0913ktg / SC_VALL-E

Style-Controllable Zero-Shot Text to Speech Synthesizer based on VALL-E
MIT License
134 stars 17 forks source link

pretrained weight? #1

Open seastar105 opened 1 year ago

seastar105 commented 1 year ago

as mentioned in paper, will you provide pretrained weight of model?

also, reconstruction from encodec tokens using vocos may boost quality of audio result

0913ktg commented 1 year ago

Hi, seastar105.

We are planning to provide the final checkpoints once we have thoroughly reviewed and ensured there are no issues. Once we are confident that there are no problems, we will share the checkpoints for the pretrained model. Regarding the use of vocoders for reconstruction from encoder tokens, we will definitely look into it to potentially enhance the audio quality.

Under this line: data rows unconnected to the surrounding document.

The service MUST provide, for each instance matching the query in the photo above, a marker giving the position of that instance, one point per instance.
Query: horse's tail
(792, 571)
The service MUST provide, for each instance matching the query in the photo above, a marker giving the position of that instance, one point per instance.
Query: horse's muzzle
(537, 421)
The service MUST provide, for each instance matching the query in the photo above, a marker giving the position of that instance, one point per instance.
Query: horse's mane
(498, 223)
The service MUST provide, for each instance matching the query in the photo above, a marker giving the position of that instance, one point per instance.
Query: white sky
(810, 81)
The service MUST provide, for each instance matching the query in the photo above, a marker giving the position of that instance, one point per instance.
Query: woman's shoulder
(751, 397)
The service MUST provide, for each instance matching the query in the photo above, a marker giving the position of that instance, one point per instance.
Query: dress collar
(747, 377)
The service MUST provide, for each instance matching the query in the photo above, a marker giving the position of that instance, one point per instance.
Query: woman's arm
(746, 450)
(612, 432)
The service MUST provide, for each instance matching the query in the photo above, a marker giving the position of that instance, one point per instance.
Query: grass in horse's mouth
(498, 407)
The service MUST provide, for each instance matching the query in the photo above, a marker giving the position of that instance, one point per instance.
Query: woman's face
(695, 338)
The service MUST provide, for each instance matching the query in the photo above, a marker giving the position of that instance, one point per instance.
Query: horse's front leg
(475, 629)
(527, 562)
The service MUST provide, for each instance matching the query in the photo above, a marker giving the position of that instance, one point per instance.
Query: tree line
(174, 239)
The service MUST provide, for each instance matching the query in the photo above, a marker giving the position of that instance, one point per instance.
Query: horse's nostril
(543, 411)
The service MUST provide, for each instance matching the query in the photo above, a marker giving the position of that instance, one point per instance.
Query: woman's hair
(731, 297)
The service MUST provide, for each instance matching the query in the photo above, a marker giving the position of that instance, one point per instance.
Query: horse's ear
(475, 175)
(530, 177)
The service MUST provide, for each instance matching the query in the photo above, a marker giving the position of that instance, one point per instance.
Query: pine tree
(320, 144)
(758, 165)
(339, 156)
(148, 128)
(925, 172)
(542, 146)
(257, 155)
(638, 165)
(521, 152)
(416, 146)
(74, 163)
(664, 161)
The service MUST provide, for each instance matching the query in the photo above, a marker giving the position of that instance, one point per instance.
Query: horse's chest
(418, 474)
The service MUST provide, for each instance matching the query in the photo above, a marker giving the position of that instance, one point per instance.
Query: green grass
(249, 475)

Thank you for your interest, and we appreciate your patience. If you have any further questions or suggestions, feel free to let us know!

yilinyang7 commented 1 year ago

Hi @0913ktg, do you have a sample page to listen to?

0913ktg commented 1 year ago

Hello @yilinyang7. I have added a link to the audio samples of SC VALL-E in the README.

Thank you for your interest, and we appreciate your patience. If you have any further questions or suggestions, feel free to let us know!